Here's the summary output of mod2:
> summary(mod2)
Call:
coxph(formula = Surv(rep(1, 2418L), use) ~ vegetation.structure +
vegetation.structure:species + strata(group), data = data,
method = "exact")
n= 2418, number of events= 1209
coef exp(coef) se(coef) z Pr(>|z|)
vegetation.structuretype2 -2.400984 0.090629 0.507924 -4.727 2.28e-06 ***
vegetation.structuretype3 -4.040649 0.017586 0.459174 -8.800 < 2e-16 ***
vegetation.structuretype1:speciesspecies2 -2.054953 0.128099 0.518891 -3.960 7.49e-05 ***
vegetation.structuretype2:speciesspecies2 -0.004336 0.995673 0.511864 -0.008 0.99324
vegetation.structuretype3:speciesspecies2 NA NA 0.000000 NA NA
vegetation.structuretype1:speciesspecies3 -1.322921 0.266356 0.605789 -2.184 0.02898 *
vegetation.structuretype2:speciesspecies3 -1.015964 0.362053 0.378729 -2.683 0.00731 **
vegetation.structuretype3:speciesspecies3 NA NA 0.000000 NA NA
---
Signif. codes: 0 ‘***’ 0.001 ‘**’ 0.01 ‘*’ 0.05 ‘.’ 0.1 ‘ ’ 1
exp(coef) exp(-coef) lower .95 upper .95
vegetation.structuretype2 0.09063 11.034 0.03349 0.24525
vegetation.structuretype3 0.01759 56.863 0.00715 0.04325
vegetation.structuretype1:speciesspecies2 0.12810 7.806 0.04633 0.35418
vegetation.structuretype2:speciesspecies2 0.99567 1.004 0.36510 2.71529
vegetation.structuretype3:speciesspecies2 NA NA NA NA
vegetation.structuretype1:speciesspecies3 0.26636 3.754 0.08125 0.87320
vegetation.structuretype2:speciesspecies3 0.36205 2.762 0.17234 0.76058
vegetation.structuretype3:speciesspecies3 NA NA NA NA
Concordance= 0.715 (se = 0.012 )
Likelihood ratio test= 531.8 on 6 df, p=<2e-16
Wald test = 221.7 on 6 df, p=<2e-16
Score (logrank) test = 433.3 on 6 df, p=<2e-16
I am puzzled by this issue and suspect that the regression might be considering the "type3" level of "vegetation.structure" as the reference, estimating coefficients as differences from this level. However, my goal would be to obtain estimates for all coefficients to understand the species comparisons.

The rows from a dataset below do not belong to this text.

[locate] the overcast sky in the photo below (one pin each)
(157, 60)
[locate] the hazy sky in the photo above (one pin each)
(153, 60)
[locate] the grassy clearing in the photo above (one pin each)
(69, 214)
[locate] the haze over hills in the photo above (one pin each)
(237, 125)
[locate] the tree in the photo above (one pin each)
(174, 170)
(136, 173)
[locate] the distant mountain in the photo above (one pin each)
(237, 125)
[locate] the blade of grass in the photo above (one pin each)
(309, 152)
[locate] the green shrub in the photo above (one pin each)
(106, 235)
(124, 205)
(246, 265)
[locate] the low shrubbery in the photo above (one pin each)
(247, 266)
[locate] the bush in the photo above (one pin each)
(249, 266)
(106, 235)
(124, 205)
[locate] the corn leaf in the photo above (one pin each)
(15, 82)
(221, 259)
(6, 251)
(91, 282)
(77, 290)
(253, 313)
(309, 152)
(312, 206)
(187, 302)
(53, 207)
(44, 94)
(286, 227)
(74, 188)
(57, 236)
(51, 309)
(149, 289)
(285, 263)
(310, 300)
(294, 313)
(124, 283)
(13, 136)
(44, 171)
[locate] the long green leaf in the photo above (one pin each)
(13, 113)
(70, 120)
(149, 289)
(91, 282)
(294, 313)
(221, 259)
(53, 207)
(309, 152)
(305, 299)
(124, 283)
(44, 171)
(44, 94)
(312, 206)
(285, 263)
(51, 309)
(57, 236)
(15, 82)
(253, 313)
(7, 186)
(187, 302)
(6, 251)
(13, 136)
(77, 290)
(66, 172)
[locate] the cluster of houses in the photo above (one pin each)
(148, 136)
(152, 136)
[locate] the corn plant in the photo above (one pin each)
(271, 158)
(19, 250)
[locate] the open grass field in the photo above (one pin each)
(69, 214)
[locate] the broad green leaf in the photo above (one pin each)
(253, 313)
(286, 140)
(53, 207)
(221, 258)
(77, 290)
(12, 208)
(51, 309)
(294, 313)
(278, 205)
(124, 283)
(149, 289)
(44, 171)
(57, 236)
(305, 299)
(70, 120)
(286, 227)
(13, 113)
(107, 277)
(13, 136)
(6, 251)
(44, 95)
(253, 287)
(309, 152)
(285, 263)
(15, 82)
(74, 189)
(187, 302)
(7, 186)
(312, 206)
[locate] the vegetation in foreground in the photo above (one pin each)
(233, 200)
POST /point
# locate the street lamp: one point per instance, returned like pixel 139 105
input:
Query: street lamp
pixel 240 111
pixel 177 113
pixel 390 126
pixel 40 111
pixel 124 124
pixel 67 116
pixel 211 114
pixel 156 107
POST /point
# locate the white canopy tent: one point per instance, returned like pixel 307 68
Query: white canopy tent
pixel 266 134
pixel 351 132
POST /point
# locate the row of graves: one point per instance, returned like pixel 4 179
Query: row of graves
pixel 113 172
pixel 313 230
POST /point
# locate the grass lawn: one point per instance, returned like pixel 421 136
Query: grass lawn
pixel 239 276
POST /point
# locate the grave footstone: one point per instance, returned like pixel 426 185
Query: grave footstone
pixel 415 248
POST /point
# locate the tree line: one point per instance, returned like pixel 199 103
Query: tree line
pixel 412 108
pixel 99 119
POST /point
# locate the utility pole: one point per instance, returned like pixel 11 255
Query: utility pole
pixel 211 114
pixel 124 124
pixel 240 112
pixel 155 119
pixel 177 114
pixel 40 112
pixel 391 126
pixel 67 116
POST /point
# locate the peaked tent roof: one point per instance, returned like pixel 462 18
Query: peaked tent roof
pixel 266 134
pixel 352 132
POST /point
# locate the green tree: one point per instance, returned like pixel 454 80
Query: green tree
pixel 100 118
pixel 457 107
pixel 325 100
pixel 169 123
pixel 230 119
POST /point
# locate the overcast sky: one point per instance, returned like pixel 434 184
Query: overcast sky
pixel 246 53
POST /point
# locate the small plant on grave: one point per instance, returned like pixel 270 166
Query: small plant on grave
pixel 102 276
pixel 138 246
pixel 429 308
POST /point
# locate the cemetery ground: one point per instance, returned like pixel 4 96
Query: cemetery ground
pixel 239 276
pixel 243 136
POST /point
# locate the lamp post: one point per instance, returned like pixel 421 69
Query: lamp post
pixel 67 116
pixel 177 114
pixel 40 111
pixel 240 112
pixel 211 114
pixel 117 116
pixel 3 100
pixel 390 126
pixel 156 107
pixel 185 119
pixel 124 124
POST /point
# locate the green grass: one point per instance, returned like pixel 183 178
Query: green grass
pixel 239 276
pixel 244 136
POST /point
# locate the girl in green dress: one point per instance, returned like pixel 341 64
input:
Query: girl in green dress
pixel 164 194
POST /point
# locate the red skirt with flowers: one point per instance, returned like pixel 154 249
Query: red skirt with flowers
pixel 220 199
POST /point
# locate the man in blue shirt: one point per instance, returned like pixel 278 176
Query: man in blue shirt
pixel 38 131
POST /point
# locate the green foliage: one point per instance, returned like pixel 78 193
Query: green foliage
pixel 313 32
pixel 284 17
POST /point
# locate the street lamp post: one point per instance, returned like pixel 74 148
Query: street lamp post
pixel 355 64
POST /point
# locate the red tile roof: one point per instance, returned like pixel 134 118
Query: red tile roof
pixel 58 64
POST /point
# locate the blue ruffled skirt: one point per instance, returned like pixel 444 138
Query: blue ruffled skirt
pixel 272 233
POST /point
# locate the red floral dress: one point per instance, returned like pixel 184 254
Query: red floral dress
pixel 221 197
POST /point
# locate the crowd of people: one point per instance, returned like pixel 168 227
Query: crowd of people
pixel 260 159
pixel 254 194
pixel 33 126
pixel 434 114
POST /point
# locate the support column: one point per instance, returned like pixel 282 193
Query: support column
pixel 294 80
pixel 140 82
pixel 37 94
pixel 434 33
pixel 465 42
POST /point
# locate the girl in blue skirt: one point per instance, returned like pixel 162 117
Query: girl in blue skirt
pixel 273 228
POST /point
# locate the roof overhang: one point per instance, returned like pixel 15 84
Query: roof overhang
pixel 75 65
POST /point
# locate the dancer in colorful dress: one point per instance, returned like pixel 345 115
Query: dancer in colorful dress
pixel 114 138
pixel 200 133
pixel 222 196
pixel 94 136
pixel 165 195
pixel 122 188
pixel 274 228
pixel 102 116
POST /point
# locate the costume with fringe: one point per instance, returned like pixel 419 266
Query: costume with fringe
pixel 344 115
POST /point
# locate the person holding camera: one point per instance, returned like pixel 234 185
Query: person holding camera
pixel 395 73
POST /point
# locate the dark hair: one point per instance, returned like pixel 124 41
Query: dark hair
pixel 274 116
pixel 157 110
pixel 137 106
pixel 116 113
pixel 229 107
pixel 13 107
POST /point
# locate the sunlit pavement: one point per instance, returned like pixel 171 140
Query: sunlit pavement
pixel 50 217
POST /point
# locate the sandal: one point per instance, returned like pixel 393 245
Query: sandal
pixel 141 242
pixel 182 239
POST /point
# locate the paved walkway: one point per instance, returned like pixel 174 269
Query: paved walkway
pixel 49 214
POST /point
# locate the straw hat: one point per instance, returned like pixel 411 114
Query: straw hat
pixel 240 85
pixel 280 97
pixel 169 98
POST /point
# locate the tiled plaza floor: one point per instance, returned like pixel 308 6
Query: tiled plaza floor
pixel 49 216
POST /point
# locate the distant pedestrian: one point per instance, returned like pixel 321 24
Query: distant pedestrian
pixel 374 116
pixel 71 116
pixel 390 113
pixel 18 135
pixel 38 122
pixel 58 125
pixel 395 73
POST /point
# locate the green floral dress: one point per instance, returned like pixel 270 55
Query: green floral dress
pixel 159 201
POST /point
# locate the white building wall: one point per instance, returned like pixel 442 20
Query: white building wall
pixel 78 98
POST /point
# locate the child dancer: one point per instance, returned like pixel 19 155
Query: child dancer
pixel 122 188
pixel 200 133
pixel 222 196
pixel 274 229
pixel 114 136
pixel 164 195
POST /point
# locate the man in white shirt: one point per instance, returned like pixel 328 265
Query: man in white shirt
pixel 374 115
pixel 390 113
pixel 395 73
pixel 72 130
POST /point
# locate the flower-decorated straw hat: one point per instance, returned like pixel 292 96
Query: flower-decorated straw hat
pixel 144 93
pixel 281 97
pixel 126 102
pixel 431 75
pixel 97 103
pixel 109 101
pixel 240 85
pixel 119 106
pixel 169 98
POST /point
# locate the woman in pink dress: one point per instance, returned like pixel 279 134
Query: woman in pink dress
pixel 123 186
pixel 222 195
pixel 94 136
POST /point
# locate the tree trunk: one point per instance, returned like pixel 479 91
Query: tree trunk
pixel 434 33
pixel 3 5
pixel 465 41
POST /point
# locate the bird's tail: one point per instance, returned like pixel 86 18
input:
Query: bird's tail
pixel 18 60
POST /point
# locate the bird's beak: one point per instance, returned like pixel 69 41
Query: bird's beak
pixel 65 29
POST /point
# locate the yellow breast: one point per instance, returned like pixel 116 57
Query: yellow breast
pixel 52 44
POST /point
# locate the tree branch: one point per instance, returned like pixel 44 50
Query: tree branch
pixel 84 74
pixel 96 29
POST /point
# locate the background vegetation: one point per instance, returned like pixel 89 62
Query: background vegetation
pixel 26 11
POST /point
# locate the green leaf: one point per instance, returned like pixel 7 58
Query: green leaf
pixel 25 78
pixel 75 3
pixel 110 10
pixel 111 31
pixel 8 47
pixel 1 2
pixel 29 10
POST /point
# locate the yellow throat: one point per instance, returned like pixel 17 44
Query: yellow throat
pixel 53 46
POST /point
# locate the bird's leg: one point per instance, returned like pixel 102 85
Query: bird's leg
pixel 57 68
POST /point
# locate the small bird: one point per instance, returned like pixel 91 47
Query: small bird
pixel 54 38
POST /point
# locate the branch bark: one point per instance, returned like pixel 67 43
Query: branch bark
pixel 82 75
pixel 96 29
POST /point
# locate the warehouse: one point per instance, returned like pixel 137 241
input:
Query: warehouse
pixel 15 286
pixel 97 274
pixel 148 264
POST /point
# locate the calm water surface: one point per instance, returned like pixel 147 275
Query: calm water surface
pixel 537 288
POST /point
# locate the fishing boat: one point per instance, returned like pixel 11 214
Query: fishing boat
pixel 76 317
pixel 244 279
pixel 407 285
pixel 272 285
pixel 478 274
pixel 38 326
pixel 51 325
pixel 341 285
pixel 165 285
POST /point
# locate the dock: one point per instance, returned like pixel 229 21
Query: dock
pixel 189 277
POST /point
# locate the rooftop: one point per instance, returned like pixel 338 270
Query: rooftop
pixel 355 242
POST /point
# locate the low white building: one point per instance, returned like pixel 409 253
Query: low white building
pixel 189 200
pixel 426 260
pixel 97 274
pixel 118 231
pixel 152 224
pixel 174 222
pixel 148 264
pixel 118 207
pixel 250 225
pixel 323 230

I manipulated the dataset by introducing a significantly imbalanced number of observations for habitat use (1) in the "type3" level of "vegetation.structure". This manipulation did not resolve the issue, leading me to believe that the NA coefficients are not a result of an equal number of observations between habitat use and random conditions.
Moreover, during dataset manipulation, I observed instances where the model considers either "type1" or "type2" of "vegetation.structure" as the reference level, resulting in NA coefficients. This inconsistency adds to my confusion, as I am striving to obtain reliable estimates for all levels of "vegetation.structure" to facilitate species comparisons.
I greatly appreciate your expertise and was wondering if you could provide any insights or guidance on how to address this matter.